3 Gedichten uit Vlak 8 van Het Pad van de Wenende Nacht kan je nu ook lezen via het nog naar verse stylesheets geurende Kraai. Het betreft twee van de zgn Klassen, ik probeer daarmee te verwijzen naar mijn begrip van poëtische code, een begrip dat overigens niks met duelerende Russische dichters te maken heeft. En ja, ik ben er nogal trots op, ook, op die gedichtjes.
Ondertussen wordt helaas met de dag de malaise in de Letteren duidelijker. Auteurs dumpen hun voor de redactie van een tijdschrift moeilijk verteerbare recensie met een misschien toch wat onnodig aplomb bij de redactie van De Contrabas, alwaar men nog steeds, samen met zowat elke Kandidaat Dichter des Dinges, worstelt met het geroep om een Grote Literaire Site, een oud maar schijnbaar onuitroeibaar virus dat tegenwoordig de vorm aanneemt van een Degelijk Poëzietijdschrift op Internet.

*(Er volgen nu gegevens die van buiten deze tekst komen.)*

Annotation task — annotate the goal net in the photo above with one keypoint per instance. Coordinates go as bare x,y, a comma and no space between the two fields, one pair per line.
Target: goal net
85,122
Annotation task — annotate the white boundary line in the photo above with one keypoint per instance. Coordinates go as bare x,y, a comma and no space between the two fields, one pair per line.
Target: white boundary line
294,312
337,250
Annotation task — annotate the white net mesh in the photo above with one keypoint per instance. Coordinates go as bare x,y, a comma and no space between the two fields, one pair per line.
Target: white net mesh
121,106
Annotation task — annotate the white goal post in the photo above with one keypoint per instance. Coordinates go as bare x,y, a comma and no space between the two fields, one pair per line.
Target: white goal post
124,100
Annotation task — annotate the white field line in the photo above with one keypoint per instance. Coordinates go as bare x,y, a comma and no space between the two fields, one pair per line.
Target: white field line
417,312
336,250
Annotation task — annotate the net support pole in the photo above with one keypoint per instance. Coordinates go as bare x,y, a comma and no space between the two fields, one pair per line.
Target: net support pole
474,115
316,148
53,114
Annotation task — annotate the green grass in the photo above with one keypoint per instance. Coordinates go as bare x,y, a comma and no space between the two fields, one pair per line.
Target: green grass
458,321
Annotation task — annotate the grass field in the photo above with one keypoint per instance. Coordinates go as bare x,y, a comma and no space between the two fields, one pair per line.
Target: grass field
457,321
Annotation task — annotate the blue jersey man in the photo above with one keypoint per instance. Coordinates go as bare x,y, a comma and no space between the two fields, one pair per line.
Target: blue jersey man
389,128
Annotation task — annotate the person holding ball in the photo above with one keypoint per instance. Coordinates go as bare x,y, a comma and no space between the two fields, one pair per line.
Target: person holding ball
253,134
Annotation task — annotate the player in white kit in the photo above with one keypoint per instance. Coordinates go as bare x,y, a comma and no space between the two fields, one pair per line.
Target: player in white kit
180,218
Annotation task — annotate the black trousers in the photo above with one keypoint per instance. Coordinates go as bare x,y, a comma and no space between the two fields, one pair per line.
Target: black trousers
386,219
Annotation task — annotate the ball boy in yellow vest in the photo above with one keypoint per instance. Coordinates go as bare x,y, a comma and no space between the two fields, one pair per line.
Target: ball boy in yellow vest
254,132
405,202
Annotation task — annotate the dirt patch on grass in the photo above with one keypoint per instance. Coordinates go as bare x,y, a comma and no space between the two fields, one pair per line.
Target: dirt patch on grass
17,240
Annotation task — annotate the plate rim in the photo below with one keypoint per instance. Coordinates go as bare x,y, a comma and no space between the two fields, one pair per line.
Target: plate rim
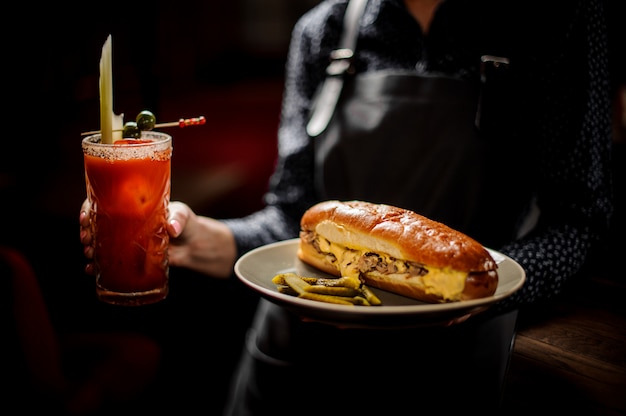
390,310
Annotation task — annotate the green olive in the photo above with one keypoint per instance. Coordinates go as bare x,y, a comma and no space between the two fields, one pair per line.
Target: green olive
131,130
146,120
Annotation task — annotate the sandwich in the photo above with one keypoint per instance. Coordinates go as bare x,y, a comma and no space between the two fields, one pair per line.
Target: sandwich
396,250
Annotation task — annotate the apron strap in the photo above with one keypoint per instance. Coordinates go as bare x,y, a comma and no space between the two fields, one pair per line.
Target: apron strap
341,63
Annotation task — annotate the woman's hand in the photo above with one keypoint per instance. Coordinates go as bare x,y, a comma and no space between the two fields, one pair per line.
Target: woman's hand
198,243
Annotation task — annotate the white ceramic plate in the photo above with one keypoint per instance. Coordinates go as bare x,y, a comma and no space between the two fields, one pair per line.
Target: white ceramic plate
257,268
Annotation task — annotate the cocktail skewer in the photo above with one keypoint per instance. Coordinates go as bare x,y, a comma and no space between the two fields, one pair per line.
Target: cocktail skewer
183,122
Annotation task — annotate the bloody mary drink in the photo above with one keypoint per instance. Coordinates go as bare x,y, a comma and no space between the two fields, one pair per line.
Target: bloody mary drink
128,184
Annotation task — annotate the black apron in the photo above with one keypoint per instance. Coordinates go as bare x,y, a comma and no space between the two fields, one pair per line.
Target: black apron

Ik heb vanmorgen mijn vrouw ook proberen uit te leggen dat spreken over een tijdschrift op internet misschien niet zo erg aangewezen is, omdat heel het ding eigenlijk een gigantische database is waarvan de meest recente invoer het meest zichtbare deel is (middels blogs zoals De Contrabas of Kraai of De Brakke Hond Blogt of jouw blog), maar waarvan de rest, dus alles ouder dan een dag of twee, drie eigenlijk een gelijke status heeft omdat het informatiepakketten zijn die je enkel middels zoekacties uit die database kan extraheren ( via Google bijvoorbeeld).

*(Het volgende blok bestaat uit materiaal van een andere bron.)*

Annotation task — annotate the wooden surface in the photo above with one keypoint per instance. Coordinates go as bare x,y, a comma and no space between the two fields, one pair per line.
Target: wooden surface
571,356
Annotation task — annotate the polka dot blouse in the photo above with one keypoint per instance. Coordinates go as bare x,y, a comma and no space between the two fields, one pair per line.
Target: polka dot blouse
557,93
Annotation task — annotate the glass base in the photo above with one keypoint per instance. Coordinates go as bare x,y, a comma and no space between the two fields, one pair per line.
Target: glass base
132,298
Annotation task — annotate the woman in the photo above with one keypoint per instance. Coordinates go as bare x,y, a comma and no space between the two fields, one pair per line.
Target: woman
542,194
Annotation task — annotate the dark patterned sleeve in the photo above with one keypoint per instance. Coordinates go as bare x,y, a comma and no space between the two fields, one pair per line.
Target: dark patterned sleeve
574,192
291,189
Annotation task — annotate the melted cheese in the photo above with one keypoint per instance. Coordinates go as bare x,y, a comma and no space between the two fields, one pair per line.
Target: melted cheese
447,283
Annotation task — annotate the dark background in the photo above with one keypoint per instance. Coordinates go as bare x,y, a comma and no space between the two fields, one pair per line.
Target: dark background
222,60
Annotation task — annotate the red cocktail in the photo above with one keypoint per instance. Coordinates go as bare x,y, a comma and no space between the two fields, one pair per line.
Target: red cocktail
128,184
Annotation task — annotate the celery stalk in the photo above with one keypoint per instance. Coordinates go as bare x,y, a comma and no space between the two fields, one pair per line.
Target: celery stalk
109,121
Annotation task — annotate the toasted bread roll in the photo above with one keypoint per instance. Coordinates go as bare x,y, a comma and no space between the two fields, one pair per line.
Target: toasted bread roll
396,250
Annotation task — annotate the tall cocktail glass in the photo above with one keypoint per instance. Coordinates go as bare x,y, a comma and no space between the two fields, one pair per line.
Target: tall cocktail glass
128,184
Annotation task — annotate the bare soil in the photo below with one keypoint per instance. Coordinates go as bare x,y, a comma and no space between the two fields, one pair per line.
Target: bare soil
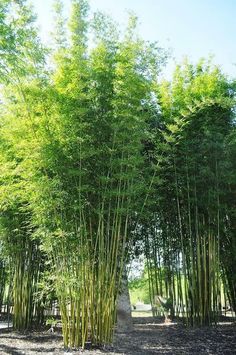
150,336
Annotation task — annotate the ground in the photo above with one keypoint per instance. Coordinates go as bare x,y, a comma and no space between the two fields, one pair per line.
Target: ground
149,337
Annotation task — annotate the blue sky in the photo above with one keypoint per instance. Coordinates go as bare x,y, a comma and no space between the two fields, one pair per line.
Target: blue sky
193,28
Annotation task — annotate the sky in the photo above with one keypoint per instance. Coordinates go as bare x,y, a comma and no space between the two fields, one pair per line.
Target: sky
192,28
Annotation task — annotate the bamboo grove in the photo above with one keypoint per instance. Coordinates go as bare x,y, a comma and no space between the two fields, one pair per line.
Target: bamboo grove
100,157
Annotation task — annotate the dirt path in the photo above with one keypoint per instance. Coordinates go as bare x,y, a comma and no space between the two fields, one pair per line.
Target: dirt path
148,337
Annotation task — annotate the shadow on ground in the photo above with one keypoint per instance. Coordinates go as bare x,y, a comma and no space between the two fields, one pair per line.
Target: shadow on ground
150,336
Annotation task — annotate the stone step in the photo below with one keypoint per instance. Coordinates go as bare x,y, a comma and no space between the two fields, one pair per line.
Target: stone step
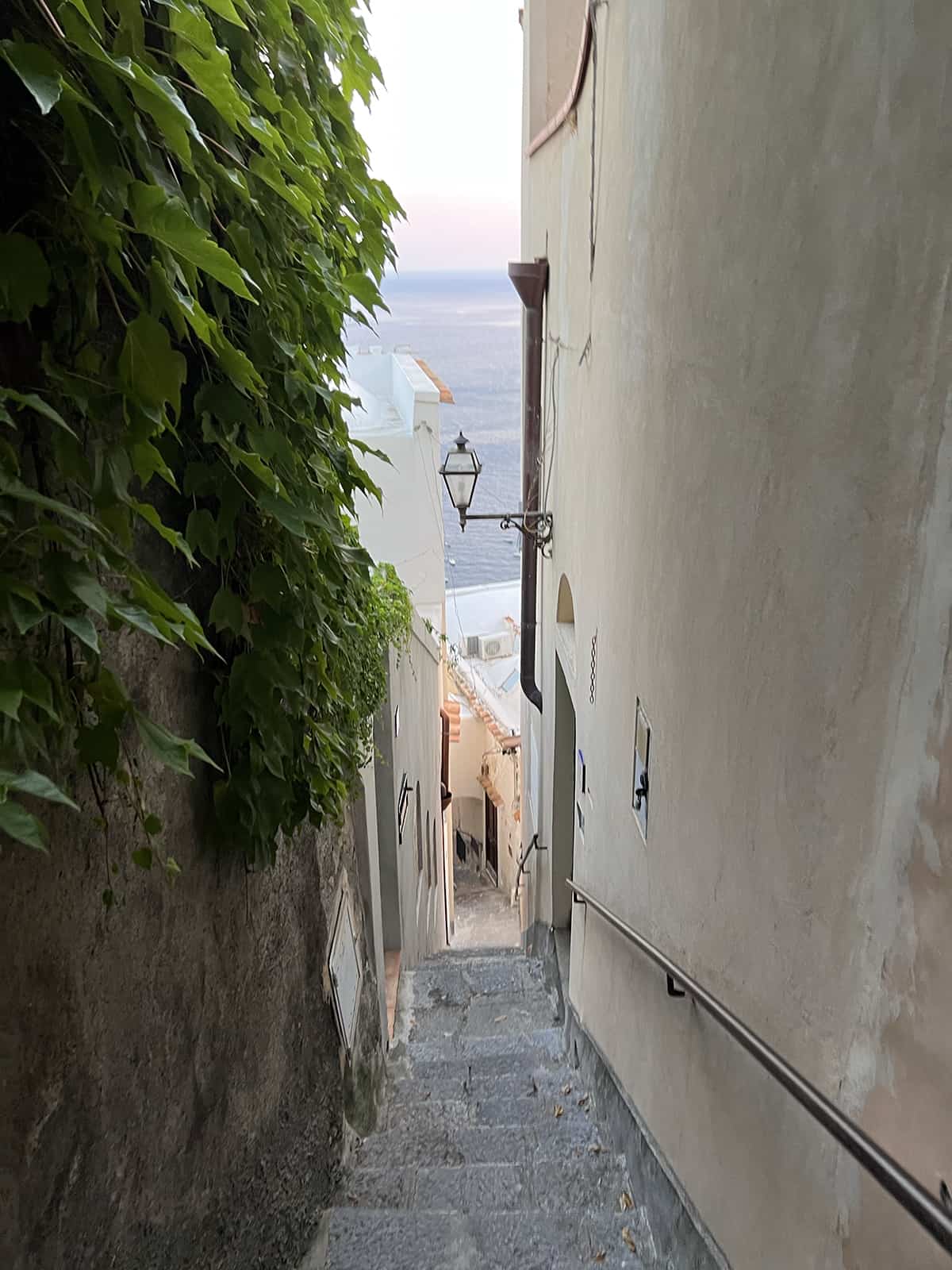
549,1105
427,1070
505,1015
546,1187
539,1045
362,1238
543,1081
459,982
448,1143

Mijn vrouw is veel slimmer dan ik, dus ik moet mij meestal met veel schema’s enzo staande houden in de discussie, hetgeen vanochtend tot volgende, fraaie, euh, grafische uitdraai van onze discussie leidde:
Mooi, toch?
Enfin, soit. Ik heb het na verloop van tijd maar opgegeven,hoewel ik ervan overtuigd blijf dat iedereen veel beter zou gediend zijn met een participatorisch model waarbij de redactie niet zoals voorheen, ter exploitatie van een culturele productie, tijdsgebonden en op basis van passieve selectie gebeurt, maar waar die redactie een actief selectiebeleid is die vanuit een verbondenheid met het eigen karakter van de oprichting ( een voortdurend gebeuren dus) een permanent autonome toegangsweg ofte ongebonden ontsluitings- en communicatiepoort vormt.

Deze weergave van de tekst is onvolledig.